Fresh Recessions in Germany and France

Recessions are defined by most experts as two quarters of contraction of gross domestic product. Deep problems with national economic situations cannot be described quite as simply. Japanese GDP data just released showed that the third-largest economy by GDP is in full retreat. Numbers from Germany and France were not much better, no matter how they might be spun as modestly positive.

The Federal Statistics Office in Germany (Destatis) reported that:

The German economy suffered a dip towards the end of 2012: compared with the previous quarter, the gross domestic product (GDP) decreased by 0.6% in the fourth quarter of 2012 after adjustment for price, seasonal and calendar variations

In France, the National Institute of Statistics and Economic Studies (INSEE) reported:

In 2012 Q4, French gross domestic product (GDP) in volume stepped back (–0.3%), after +0.1% the previous quarter. Over the year, GDP growth was null in 2012, after +1.7% in 2011.

The trend in each nation is not only down, but down in the one period of the year when consumer activity should be the strongest.

Germany has rejected stimulus as a means to improve economic activity in every part of Europe. So far it mostly has followed the same philosophy for its own economy as well. France, on the other hand, despite an attempt to tame deficits, at least has tried to prime activity. So far, neither approach has worked.

The blame for the Germany and French recessions already has been set with the rest of the European Union. Exports to the world outside the alliance have not offset weak demand within it.
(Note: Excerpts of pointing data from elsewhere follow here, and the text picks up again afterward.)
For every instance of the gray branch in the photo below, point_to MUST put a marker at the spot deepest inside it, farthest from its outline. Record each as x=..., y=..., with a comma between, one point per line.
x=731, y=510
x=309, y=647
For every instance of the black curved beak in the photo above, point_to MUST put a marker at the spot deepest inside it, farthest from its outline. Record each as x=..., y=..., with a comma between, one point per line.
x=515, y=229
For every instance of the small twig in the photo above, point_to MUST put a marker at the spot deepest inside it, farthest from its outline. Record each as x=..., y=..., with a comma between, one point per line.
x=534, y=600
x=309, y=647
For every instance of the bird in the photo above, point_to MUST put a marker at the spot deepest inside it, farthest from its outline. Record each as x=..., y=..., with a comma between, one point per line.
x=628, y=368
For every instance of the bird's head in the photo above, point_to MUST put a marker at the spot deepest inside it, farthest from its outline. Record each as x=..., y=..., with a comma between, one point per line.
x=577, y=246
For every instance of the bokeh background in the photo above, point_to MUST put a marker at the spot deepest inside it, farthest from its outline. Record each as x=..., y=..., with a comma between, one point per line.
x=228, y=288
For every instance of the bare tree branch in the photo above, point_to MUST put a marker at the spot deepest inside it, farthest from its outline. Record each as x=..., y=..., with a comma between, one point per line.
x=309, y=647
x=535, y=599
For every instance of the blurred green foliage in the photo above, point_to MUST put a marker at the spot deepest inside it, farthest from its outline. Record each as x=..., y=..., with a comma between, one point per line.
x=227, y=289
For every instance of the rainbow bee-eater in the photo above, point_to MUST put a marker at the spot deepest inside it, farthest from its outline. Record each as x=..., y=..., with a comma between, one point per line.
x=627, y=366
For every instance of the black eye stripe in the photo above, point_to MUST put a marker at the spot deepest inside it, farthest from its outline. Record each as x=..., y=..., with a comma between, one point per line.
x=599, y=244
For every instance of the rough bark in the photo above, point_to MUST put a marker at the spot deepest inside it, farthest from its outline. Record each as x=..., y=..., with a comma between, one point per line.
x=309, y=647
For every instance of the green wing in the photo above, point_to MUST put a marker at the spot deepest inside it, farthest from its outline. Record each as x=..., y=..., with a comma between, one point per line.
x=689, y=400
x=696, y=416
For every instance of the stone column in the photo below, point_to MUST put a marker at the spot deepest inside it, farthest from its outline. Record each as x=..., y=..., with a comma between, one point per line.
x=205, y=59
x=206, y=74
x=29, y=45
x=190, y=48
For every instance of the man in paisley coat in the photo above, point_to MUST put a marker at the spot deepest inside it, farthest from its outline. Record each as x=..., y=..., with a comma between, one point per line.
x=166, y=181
Germany in particular faces the chance that its objection to stimulus by the governments of its economically weakest neighbors will undercut the foundations of its own recovery. With Spain, Italy and smaller economies in terribly awful trouble, the consumer activity within its own borders, and demand for its goods and services, particularly in China and the United States, will not save it.

France does not have the economic might to help save itself from recession. Germany may, particularly if it allows some part of the balance of the EU to gamble that stimulus might trump austerity as a means to save the region economically, and itself as well.